Each of these three approaches to harnessing the power of the GPU has some restrictions and problems. Because OpenCL is cross-platform, cross-hardware (at least in source code form), and cross-language, it is quite complicated. DirectCompute is essentially Windows-only. CUDA is essentially NVIDIA-only. Most important, all three approaches require learning not only a new API and a new way of looking at problems but also an entirely new programming language. Each of the three languages is “C-like” but is not C. Only CUDA is becoming similar to C++; OpenCL and DirectCompute cannot offer C++ abstractions such as type safety and genericity. These restrictions mean that mainstream developers have generally ignored GPGPU in favor of techniques that are more generally accessible.

Requirements for Successful Parallelism

When writing an application that will leverage heterogeneity, you are of course required to be aware of the deployment target. If the application is designed to run on a wide variety of machines, the machines might not all have video cards that support the workloads you intend to send to them. The target might even be a machine with no access to GPU processing at all. Your code should be able to react to different execution environments and at least work wherever it is deployed, although it might not gain any speedup.

In the early days of GPGPU, floating-point calculations were a challenge. At first, double-precision operations weren’t fully available. There were also issues with the accuracy of operations and error-handling in the math libraries. Even today, single-precision floating-point operations are faster than double-precision operations and always will be.
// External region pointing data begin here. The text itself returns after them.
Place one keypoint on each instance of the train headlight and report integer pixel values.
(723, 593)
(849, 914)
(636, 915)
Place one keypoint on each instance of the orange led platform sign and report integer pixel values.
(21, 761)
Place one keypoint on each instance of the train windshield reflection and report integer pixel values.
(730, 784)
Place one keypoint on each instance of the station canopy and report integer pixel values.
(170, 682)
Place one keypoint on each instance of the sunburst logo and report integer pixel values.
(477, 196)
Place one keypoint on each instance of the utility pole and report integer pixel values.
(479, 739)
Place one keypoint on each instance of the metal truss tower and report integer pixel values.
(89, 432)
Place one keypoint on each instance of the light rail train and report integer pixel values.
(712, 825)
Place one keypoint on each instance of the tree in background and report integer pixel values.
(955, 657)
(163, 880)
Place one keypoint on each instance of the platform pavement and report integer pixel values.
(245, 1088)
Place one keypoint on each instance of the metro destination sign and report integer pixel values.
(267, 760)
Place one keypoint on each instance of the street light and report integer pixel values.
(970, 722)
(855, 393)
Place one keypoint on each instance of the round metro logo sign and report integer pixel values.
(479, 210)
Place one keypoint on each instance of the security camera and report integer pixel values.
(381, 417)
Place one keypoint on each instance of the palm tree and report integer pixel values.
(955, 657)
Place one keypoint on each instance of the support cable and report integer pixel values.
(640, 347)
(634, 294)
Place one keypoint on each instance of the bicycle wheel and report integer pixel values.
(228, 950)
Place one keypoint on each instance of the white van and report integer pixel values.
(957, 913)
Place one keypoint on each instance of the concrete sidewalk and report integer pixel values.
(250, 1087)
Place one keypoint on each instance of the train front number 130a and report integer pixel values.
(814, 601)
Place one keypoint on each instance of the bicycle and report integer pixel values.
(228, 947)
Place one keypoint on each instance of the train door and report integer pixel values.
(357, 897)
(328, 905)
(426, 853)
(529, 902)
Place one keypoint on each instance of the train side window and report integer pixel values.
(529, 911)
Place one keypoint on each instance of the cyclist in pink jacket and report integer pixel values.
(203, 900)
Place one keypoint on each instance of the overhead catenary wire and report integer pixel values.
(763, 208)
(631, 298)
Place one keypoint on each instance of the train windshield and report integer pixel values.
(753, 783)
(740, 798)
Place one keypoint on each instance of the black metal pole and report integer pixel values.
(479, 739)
It might be necessary to put some effort into establishing what precision your calculations need and whether the GPU can really do those faster than the CPU. In general, GPUs are converging to offer double-precision math and moving toward IEEE 754-compliant math, in addition to the quick-and-dirty math that they have supported in earlier generations of hardware.

It is also important to be aware of the time cost of moving input data to the GPU for processing and retrieving output results from the GPU. If this time cost exceeds the savings from processing the data on the GPU, you have complicated your application for no benefit. A GPU-aware profiler is a must to ensure that actual performance improvement is happening with production quantities of data.
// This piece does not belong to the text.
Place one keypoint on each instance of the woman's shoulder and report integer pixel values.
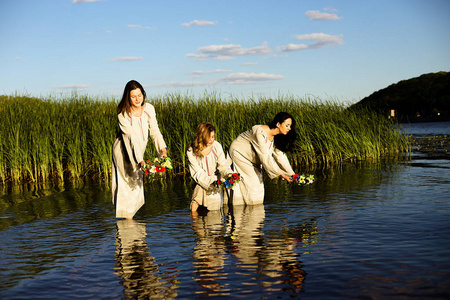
(259, 130)
(217, 145)
(148, 107)
(149, 110)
Tool choice is significant for mainstream developers. Past GPGPU applications often had a small corps of users who might have also been the developers. As GPGPU moves into the mainstream, developers who are using the GPU for extra processing are also interacting with regular users. These users make requests for enhancements, want their application to adopt features of new platforms as they are released, and might require changes to the underlying business rules or the calculations that are being performed. The programming model, the development environment, and the debugger must all allow the developer to accommodate these kinds of changes. If you must develop different parts of your application in different tools, if your debugger can handle only the CPU (or only the GPU) parts of your application, or if you don’t have a GPU-aware profiler, you will find developing for a heterogeneous environment extraordinarily difficult. Tool sets that are usable for developers who support a single user or who only support themselves as a user are not necessarily usable for developers who support a community of nondeveloper users. What’s more, developers who are new to parallel programming are unlikely to write ideally parallelized code on the first try; tools must support an iterative approach so that developers can learn about the performance of their applications and the consequences of their decisions on algorithms and data structures.

Finally, developers everywhere would love to return to the days of the “free lunch.” If more hardware gets added to the machine or new kinds of hardware are invented, ideally your code could just benefit from that without having to change much—or at all. It might even be possible to benefit from improved hardware using the same executable that was deployed to the old hardware and not even need to recompile.